Stocks Wobble as Iran Talks and Inflation Data Put Wall Street on Edge

U.S. equity futures slipped early Monday as investors weighed fresh developments in the Iran war negotiations and waited for inflation data that could shape the Federal Reserve’s next move. The pullback came after a week in which U.S. stocks recovered from a sharp midweek sell-off.

S&P 500 futures fell 0.5%, while Nasdaq-100 futures were down 0.6%. Futures tied to the Dow Jones Industrial Average dropped 187 points, or 0.4%, signaling a cautious start for Wall Street.

Global markets opened the week with a split tone

Asia-Pacific trading ended mixed, with Japan’s Nikkei 225 jumping 1.55% to a fresh record of 72,353.96. South Korea’s Kospi added 0.69% to 9,114.55, while Hong Kong’s Hang Seng Index slipped 0.63% and Australia’s S&P/ASX 200 edged 0.14% lower to 8,816.10.

Mainland China stood out with the CSI 300 up 2.39% at 5,059.66. In Europe, the Stoxx 600 rose 0.12% even as most sectors traded in the red, led lower by retail and construction.

Oil turned lower after progress in negotiations

Brent crude futures fell 0.38% to $80.26 a barrel after mediators Qatar and Pakistan said U.S. and Iranian officials had agreed on a roadmap to reach a final deal within 60 days. U.S. West Texas Intermediate futures for July were about 1% higher at $77.52 per barrel after earlier jumping 3%.

The shift in oil came after a volatile session that reflected changing expectations around the Iran talks. Markets are also watching for any broader supply chain effects if tensions around the Strait of Hormuz continue to influence sentiment.

Inflation is the next big test for stocks

On Thursday, May’s reading of the personal consumption expenditures price index is due, and it is the Fed’s preferred inflation gauge. Economists polled by FactSet expect core PCE, which excludes food and energy, to rise from April.

After last week’s hawkish Fed meeting, expectations for a rate increase have moved up to as soon as October. That leaves traders highly sensitive to any inflation report that could reinforce the case for earlier tightening.

The three major U.S. indexes posted a comeback Thursday after Wednesday’s sell-off, helped by chip stocks, and ended the trading week higher. The S&P 500 gained nearly 1% on the week, the Dow rose close to 1%, and the Nasdaq Composite advanced more than 2%.

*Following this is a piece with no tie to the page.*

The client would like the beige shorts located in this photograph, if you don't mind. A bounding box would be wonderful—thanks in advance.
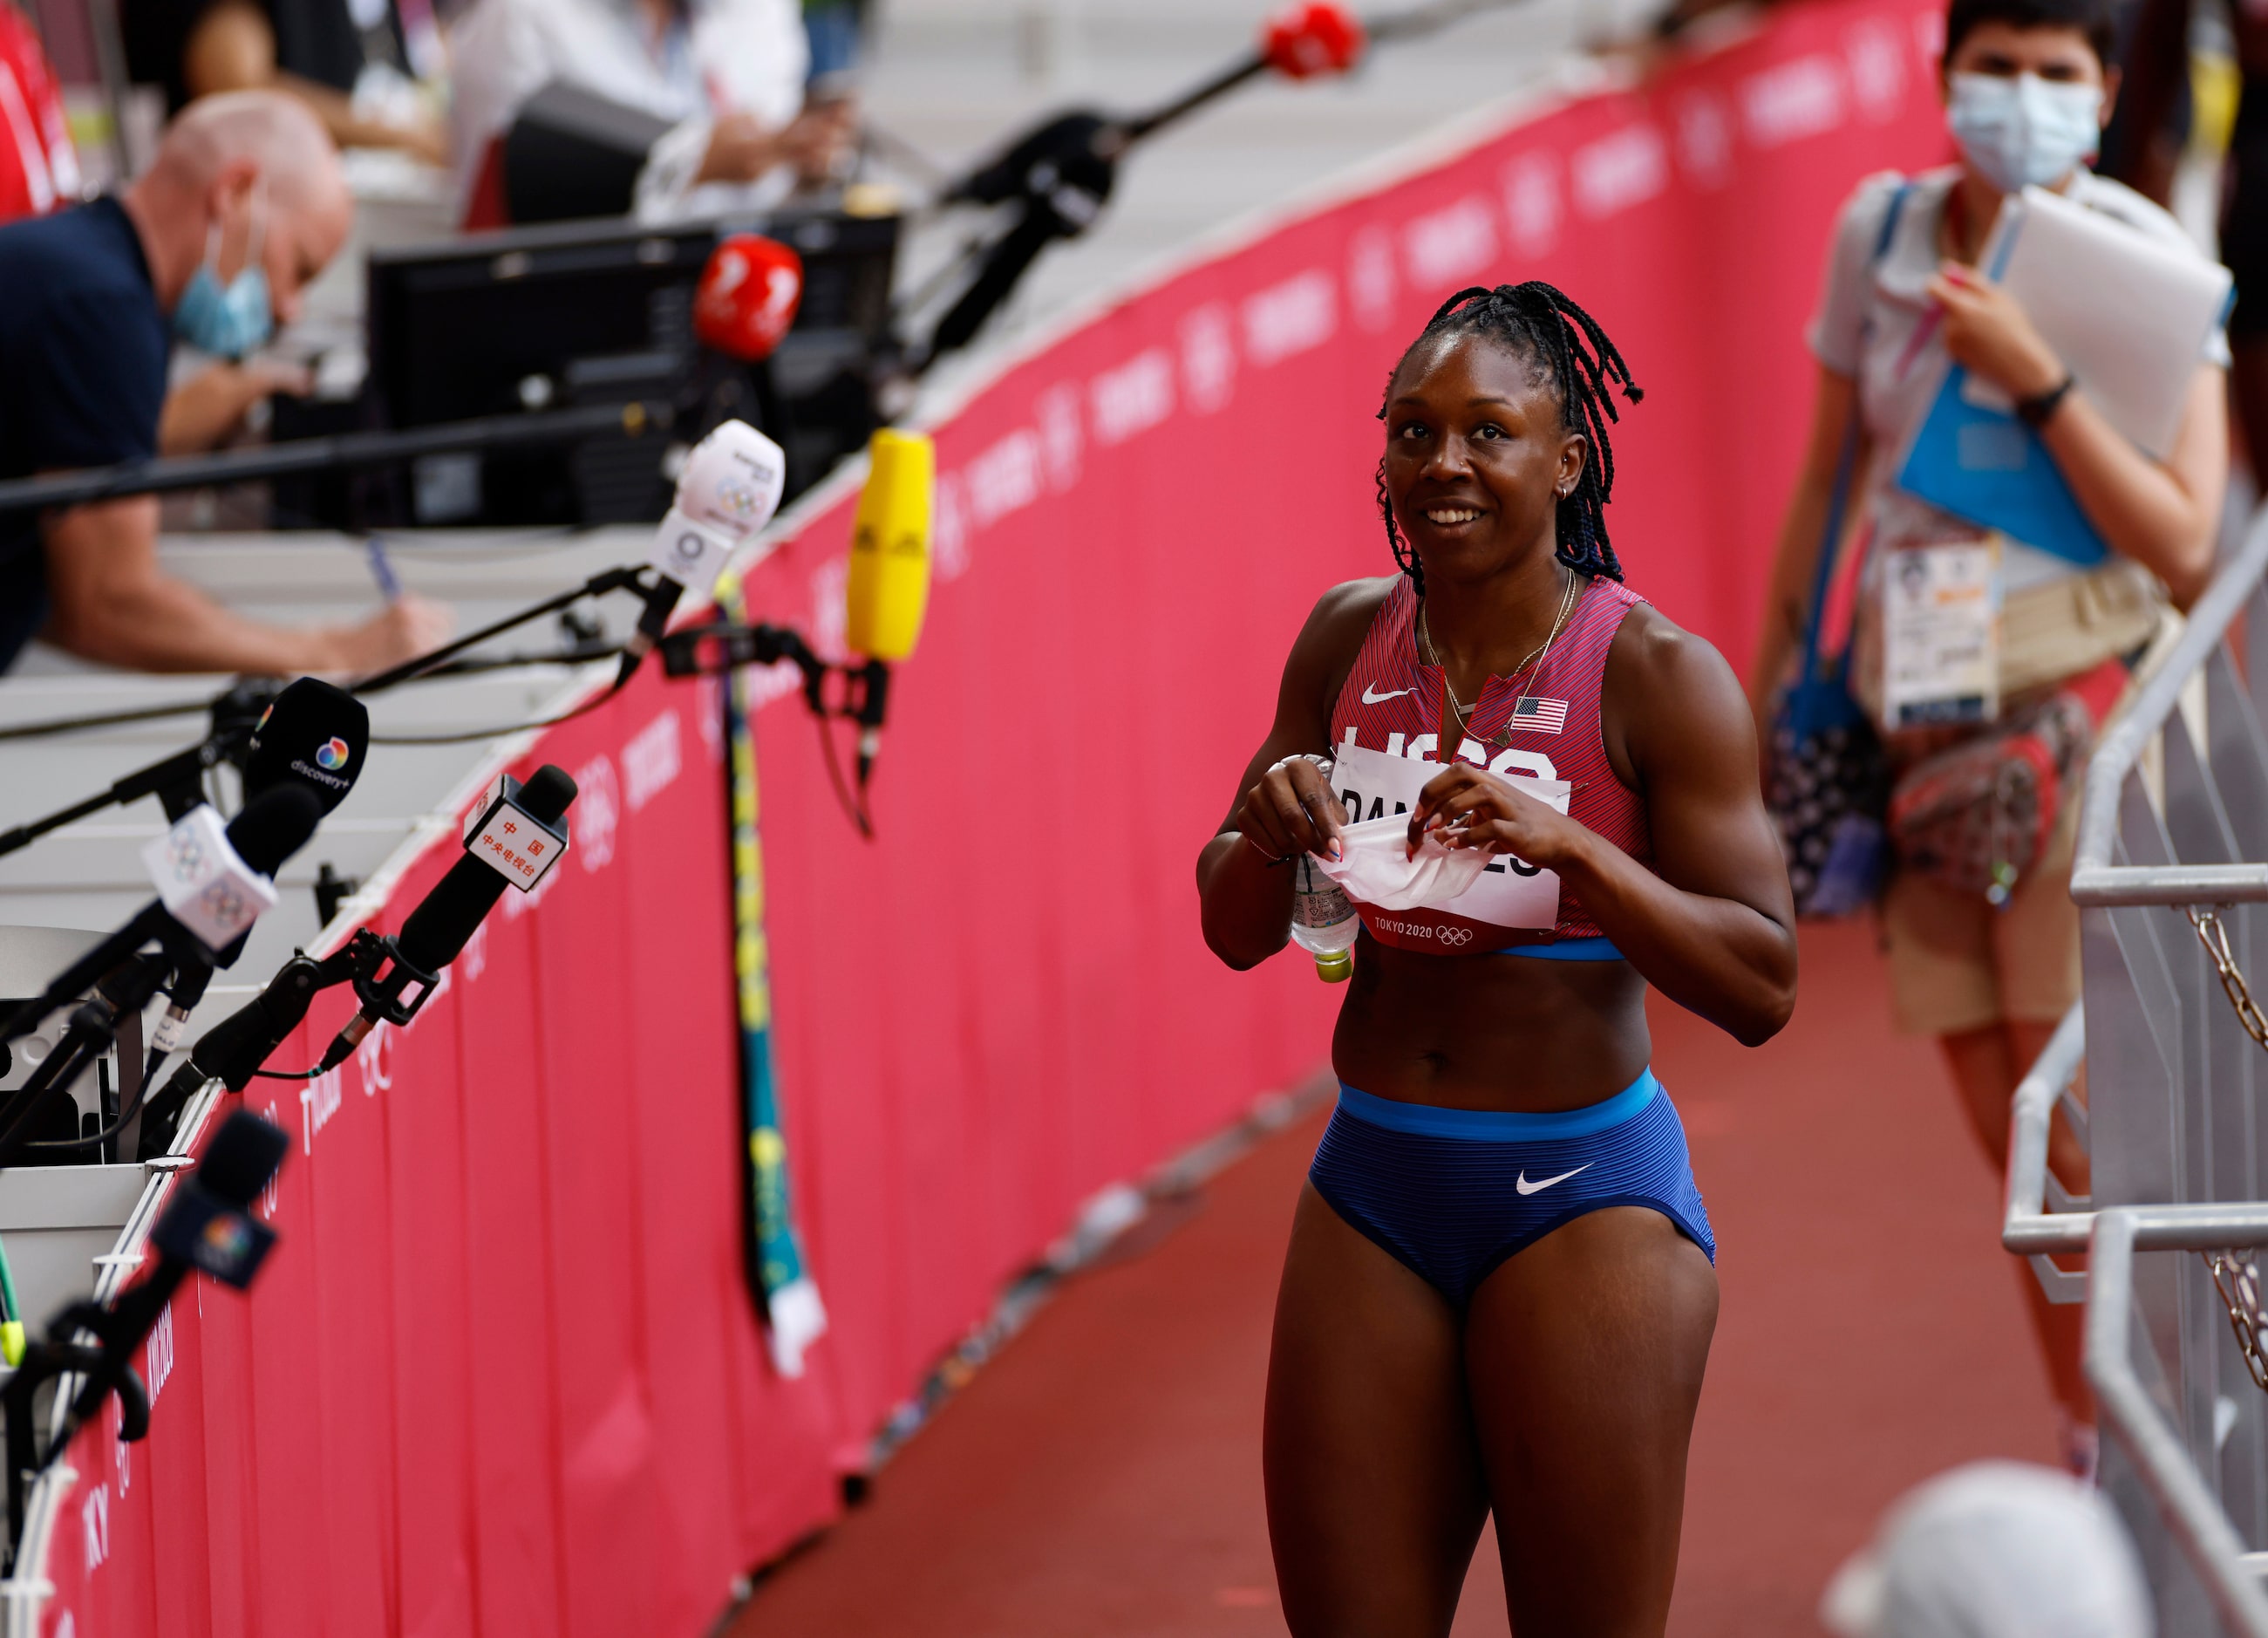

The U.S. stock market was closed on Friday for the Juneteenth holiday, leaving Monday’s open to absorb both geopolitical and inflation concerns at once. Fundstrat Global Advisors’ Tom Lee said on CNBC’s “Closing Bell” that catalysts such as Fed task forces and supply chain impacts from the Strait of Hormuz closure could matter later, but he still sees conditions as favorable for stocks.

“We still believe later this year there is going to be an abrupt change of market conditions, one that feels very much like a bear market, but we don’t want to stand and call a top,” he said. “I think conditions are still favorable for stocks.”